The machinery required includes a cleaner-cum-grader, dehuller and separator. Broken kernels obtained by the above process further put in an ASTM shaking screen set to get the uniform size for confectionery product development. The broken kernels sized between 1.168-1.651mm were used for preparation of three sunflower kernel-based confectionery products -- namely sunflower kernel caramel, sunflower-sesame kernel confection Chikki and sunflower kernel ready to eat sweetmeat snack food.

Sunflower kernel caramel snack, a sugar-based sweet containing sunflower kernels, was prepared using different sugar and kernel levels.
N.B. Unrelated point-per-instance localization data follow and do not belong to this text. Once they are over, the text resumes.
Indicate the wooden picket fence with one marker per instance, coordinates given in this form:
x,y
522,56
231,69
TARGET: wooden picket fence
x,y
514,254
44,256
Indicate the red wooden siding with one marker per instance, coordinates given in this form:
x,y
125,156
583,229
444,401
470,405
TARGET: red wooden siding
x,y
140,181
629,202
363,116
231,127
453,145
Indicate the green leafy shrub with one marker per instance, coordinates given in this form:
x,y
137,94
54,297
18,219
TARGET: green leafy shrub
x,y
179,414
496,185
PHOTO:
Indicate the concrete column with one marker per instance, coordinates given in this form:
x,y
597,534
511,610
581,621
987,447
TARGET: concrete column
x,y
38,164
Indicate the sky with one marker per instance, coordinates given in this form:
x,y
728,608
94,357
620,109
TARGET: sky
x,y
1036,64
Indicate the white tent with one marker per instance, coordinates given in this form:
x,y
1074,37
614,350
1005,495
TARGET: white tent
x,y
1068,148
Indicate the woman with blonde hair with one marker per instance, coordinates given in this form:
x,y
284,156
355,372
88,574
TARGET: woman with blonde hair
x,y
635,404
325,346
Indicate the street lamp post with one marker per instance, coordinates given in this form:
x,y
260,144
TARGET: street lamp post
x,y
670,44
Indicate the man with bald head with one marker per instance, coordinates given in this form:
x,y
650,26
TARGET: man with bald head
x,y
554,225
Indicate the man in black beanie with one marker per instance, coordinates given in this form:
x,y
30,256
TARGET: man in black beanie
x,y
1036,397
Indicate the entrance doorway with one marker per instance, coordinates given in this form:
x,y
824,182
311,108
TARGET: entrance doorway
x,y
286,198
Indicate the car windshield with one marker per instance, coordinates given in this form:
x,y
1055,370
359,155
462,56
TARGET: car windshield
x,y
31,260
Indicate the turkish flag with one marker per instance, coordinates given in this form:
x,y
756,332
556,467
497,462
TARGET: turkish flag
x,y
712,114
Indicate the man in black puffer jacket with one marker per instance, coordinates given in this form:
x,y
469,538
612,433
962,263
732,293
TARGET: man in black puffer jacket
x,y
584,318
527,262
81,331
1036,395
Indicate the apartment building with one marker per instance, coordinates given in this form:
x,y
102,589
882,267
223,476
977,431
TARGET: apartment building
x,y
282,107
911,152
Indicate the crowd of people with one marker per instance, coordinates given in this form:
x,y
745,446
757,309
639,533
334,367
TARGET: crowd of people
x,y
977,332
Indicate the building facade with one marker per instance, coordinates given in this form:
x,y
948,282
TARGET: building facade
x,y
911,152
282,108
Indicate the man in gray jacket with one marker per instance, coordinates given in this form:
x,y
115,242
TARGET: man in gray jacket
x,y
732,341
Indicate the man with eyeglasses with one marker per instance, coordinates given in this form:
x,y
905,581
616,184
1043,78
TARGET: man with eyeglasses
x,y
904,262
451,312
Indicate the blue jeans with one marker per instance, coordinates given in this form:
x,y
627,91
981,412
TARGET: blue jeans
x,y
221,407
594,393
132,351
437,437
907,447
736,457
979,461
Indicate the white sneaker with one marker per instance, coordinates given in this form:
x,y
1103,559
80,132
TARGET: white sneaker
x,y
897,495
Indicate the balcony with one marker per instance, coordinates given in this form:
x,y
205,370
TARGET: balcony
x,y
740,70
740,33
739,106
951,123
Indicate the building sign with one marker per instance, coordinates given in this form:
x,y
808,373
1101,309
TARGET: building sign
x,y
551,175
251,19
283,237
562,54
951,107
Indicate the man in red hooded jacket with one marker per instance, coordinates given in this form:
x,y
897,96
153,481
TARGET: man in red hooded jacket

The caramel prepared using sugar and sunflower kernels in the ratio of 70:30 respectively was appeared to be most acceptable product in sensory evaluation.

Similarly, the sunflower-sesame kernel confection Chikki was improved; the traditional product was prepared utilizing jaggery, sunflower kernel and sesame kernel in different proportions. The revised product was prepared using jaggery, sunflower kernels and sesame kernels in the ratio of 50:35:15, respectively, was found most acceptable.

Likewise, a sunflower kernel ready-to-eat sweetmeat was prepared incorporating sugar, jaggery, sunflower kernels, liquid glucose and honey in the ratio of 32.8:26.2:30.0:4.0:7.0, respectively."